- I run my code using this command:
pgc++ -fast -acc -ta=tesla -Minfo=accel -o output code.cpp
I used a simple code :
#pragma acc parallel loop
for (int i = 1; i < 100; i++)
{
a[i] = 10;
y[i] = a[i-1];
}
I got this result:
main:
11, Generating Tesla code
15, #pragma acc loop gang, vector(99) /* blockIdx.x threadIdx.x */
11, Generating implicit copyin(a[:99]) [if not already present]
Generating implicit copyout(y[1:99]) [if not already present]
Generating implicit allocate(a[:100]) [if not already present]
Generating implicit copyout(a[1:99]) [if not already present]
- I want to know is it parallelized successfully, and how do I know from the result in the terminal?
- I am using (accel) is there another flag that showed more detailed?
- is there any flag that I can use to show me the execution time?
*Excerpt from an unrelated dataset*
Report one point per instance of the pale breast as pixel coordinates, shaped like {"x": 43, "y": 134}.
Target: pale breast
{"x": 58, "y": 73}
Because I want to compare and see the difference between running the code serially and parallelly.
- in this statement: y[i] = a[i-1]; is there a loop carried dependency or not?
- I run another code using this command:
#pragma acc kernels
for (int i = 1; i < 100; i++)
{
x[i] = x[i-1];
}
and the result was as follow:
main:
11, Generating implicit allocate(x[:100]) [if not already present]
Generating implicit copyin(x[:99]) [if not already present]
Generating implicit copyout(x[1:99]) [if not already present]
15, Loop carried dependence of x prevents parallelization
Loop carried backward dependence of x prevents vectorization
Accelerator serial kernel generated
Generating Tesla code
15, #pragma acc loop seq
- is the code parallelized successfully or not.
- I read some documents that mention that in case of using :
#pragma acc loop seq the code can’t work in parallel, but I didn’t use it. is the result here that showed
#pragma acc loop seq a suggestion from OpenACC or kernels already applied this directive on the code.
Thanks in advance.